Talvez mais interessante é o comportamento das intenções de voto para candidatos independentes. Se excluirmos o caso de Lurdes Pintassilgo nas eleições atípicas de 1986, os candidatos sem apoios partidários tendem a ser altamente subestimados em eleições presidenciais: Manuel Alegre em 2006 com -4,6 p.p. e Fernando Nobre em 2011 com -6,6 p.p. Das duas, uma: ou a ausência de ancoras partidárias é um obstáculo à estimação de intenções de voto precisas, ou os candidatos independentes são particularmente ágeis a subir nas sondagens ao longo do tempo. Inclino-me mais para a primeira hipótese.
Regresso ao futuro
O que e que tudo isto nos diz sobre as eleições de 2016?
Em primeiro lugar, as flutuações nas estimativas de intenção de voto até ao final do mês passado parecem-me perfeitamente naturais; não só tendo em conta o comportamento das sondagens no passado, mas especialmente dadas as características dos candidatos presidenciais. Marcelo Rebelo de Sousa não vem de cinco anos no Palácio de Belém, mas de mais de uma década a governar audiências. Além disso, alguns dos principais opositores eram praticamente desconhecidos do eleitorado até há poucos meses.

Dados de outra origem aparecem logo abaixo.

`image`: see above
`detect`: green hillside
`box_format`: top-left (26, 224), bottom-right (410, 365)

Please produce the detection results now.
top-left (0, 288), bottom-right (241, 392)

Em segundo lugar, pelas mesmas razões descritas acima é expectável que as intenções de voto em Marcelo Rebelo de Sousa divulgadas nos últimos meses se diluam nas próximas semanas.
Em terceiro lugar, é previsível que os institutos de sondagens tenham dificuldade em captar com precisão as intenções de voto nos candidatos sem apoios dos principais partidos. Potencialmente esses desvios são no sentido da subestimação.